The biomedical community is developing S-protein based vaccines because research in SARS and MERS suggests that an antibody response to S-protein could be protective, and we know that the S protein plays a key part in the induction of antibodies. However, we don’t know for sure that it’s going to work.
At least some scientists are worried that we have all of our eggs in one S-protein basket, so to speak. We are relying on an assumption that the immune response to the S-protein works—and while this is an assumption based on promising data, it could still be wrong. If raising a vaccine mediated immune response to S-protein doesn't provide protection (regardless of the different delivery technologies) we could be months to years behind.
It is worth keeping in mind that a successful vaccine will not function as an off-switch to the pandemic. Producing and distributing a vaccine will depend on and strain our distribution networks, supply chain, global cooperation, and public trust. The FDA has agreed to approve a vaccine so long as it is at least 50% effective, meaning all vaccinated patients won’t have guaranteed immunity. Additionally, no single vaccine manufacturer can produce enough doses to vaccinate the planet at the timescale that we need. In order to vaccinate a large proportion of the global population, we will need to see several vaccine candidates succeed. That said, many vaccine companies have already partnered with manufacturing companies to ensure optimum production capabilities are where they need to be if their vaccine is successful—meaning distribution to millions of people as quickly as possible.
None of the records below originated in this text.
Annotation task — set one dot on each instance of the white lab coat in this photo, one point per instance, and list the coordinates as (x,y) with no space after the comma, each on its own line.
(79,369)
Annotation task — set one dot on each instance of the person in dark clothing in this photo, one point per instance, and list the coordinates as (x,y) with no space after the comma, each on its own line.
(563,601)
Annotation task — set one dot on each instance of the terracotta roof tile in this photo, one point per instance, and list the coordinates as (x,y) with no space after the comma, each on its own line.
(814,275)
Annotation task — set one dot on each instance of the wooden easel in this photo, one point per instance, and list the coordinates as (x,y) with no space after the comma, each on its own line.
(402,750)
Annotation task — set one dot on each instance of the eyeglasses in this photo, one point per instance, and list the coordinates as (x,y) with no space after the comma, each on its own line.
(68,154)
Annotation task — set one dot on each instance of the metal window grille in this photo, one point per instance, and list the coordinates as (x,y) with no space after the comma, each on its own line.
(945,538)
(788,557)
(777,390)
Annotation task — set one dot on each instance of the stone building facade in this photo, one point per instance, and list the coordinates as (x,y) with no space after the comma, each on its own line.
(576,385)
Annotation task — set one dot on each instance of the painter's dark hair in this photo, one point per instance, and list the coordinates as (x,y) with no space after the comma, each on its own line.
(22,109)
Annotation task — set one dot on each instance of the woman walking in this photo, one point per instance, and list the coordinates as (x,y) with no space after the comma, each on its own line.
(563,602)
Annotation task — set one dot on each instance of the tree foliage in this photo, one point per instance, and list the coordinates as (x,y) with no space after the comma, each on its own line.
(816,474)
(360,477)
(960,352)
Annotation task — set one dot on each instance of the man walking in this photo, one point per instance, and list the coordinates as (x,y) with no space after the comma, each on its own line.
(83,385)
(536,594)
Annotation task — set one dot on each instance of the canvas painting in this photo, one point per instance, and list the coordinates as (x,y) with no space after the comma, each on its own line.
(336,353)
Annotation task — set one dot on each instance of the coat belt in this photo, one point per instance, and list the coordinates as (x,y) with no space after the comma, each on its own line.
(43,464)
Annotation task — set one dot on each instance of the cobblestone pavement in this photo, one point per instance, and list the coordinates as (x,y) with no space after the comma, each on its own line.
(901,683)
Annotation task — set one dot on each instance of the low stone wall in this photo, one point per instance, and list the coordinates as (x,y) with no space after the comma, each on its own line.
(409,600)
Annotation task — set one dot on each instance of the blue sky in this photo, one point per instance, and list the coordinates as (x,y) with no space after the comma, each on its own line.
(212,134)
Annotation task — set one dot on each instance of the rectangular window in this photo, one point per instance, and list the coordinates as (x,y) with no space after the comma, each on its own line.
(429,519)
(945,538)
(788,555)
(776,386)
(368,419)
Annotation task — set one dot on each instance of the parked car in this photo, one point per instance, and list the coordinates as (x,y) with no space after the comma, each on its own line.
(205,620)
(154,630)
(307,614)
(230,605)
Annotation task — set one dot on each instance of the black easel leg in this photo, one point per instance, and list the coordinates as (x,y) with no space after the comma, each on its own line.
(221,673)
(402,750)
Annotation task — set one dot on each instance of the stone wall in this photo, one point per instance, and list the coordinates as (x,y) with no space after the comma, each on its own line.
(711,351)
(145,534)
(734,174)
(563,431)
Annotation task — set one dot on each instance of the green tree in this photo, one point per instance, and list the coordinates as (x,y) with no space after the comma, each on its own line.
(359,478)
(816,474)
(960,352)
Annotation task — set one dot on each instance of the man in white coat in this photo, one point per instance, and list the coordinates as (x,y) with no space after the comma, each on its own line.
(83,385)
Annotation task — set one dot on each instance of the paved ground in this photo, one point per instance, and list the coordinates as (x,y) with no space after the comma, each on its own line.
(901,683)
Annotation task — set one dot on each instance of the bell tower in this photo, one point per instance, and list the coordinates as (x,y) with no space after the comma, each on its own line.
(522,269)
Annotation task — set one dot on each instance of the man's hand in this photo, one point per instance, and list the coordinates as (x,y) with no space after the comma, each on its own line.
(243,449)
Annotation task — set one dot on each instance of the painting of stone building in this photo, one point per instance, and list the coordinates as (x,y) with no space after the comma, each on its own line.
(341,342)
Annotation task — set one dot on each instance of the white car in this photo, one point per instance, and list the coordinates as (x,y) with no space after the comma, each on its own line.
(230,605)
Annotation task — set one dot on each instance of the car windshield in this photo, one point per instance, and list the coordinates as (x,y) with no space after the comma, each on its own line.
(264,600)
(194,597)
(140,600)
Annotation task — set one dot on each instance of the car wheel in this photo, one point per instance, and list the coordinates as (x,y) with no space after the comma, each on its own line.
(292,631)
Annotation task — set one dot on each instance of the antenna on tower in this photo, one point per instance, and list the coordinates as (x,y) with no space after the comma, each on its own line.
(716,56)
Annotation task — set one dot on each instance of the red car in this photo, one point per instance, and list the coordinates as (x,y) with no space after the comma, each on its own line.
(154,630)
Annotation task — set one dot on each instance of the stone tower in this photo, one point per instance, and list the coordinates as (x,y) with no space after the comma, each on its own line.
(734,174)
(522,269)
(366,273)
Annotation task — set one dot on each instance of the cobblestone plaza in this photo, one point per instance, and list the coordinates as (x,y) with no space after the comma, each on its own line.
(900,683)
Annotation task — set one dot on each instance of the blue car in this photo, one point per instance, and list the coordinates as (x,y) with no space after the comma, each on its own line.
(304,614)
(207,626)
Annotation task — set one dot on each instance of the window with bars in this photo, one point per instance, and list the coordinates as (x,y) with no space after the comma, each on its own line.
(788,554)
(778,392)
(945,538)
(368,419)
Progress is being made on vaccine development at an unprecedented rate. Many different companies are racing towards the same goal through different approaches, which provides some (but not perfect) hedging against failure of a single candidate. A process that usually takes years is being condensed into months. Vaccine companies have partnered with manufacturing companies before they’ve seen positive results to ensure high production capabilities.
As different vaccine candidates are being accelerated through the pipeline, companies and government agencies must still ensure safety in addition to efficacy. Dr. Fauci expressed “cautious optimism” in late May regarding the results of Moderna’s vaccine trials and said that it’s possible for a vaccine to be ready by the end of 2020. Additionally, China predicted on May 29th that they might also have a vaccine ready in late 2020 or early 2021. Earlier predictions put this best case scenario time frame later than this —perhaps early summer 2021.
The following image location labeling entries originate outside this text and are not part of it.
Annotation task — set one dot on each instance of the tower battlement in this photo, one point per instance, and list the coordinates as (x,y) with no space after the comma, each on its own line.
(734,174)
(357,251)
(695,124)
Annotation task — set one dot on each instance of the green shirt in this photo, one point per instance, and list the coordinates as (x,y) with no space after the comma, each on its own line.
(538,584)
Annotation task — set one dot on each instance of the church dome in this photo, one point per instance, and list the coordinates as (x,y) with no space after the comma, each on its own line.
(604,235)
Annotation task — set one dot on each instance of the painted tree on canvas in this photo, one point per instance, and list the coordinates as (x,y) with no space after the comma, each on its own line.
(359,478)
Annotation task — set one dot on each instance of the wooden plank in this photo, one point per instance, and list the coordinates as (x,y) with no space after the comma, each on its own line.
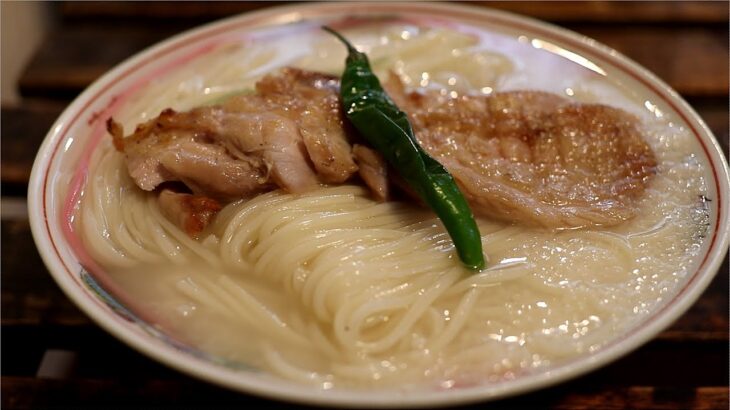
(22,132)
(26,393)
(562,11)
(693,60)
(72,57)
(29,293)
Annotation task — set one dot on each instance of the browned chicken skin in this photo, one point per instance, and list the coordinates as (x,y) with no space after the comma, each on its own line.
(535,157)
(529,157)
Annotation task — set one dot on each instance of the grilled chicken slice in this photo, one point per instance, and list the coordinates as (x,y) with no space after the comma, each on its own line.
(530,157)
(535,157)
(373,170)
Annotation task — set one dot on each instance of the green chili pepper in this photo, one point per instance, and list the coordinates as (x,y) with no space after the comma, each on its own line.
(386,128)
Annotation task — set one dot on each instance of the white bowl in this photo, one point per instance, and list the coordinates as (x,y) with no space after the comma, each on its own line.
(66,148)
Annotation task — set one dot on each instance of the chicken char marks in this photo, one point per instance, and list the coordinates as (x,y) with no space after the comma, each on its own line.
(528,157)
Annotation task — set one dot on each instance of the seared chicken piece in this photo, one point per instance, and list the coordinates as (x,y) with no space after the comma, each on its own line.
(535,157)
(530,157)
(373,170)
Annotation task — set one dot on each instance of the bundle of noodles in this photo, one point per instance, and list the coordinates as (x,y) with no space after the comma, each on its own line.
(328,285)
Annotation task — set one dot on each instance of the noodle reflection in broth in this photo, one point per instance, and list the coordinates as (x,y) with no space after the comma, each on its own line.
(335,289)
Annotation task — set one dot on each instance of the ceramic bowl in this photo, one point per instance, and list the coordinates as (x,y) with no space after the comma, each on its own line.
(58,175)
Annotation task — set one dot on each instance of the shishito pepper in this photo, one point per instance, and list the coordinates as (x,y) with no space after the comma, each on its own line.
(376,117)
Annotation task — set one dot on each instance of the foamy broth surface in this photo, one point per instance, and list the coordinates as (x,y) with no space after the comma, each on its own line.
(564,294)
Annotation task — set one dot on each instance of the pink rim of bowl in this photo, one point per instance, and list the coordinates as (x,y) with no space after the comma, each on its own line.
(49,224)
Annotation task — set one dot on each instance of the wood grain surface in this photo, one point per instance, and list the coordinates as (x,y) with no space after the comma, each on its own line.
(684,367)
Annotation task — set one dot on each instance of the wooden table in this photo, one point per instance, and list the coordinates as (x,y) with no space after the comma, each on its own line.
(686,366)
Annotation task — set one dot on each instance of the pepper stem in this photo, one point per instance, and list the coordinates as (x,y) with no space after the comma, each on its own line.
(350,47)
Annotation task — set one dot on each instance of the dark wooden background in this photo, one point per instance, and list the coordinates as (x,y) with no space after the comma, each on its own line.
(686,366)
It is important to stress that any predictions like this are, at best, guesses in the dark. We all want a solid timeline to grasp and hope for, and “we just don’t know” as an answer is unsatisfactory—but we really just don’t know. It’s possible that the successful vaccine candidate has not yet been created. Efficacious vaccines are often not safe. Safe vaccines might not be effective. Vaccines that work in monkeys often don’t work at all in humans.
It is also important to note that as the number of COVID-19 cases decrease, efficacy of the various vaccine candidates will be harder to judge because a company will have a harder time determining whether the vaccine is effective or if there are simply fewer incidences overall due to social distancing practices.
Will this extend the timescales of the trials? Will the currently accelerated trials compromise safety? How long will it take to upscale manufacturing capabilities and produce enough doses? The speed of progress is encouraging, but we’ll need more time to answer these questions for certain.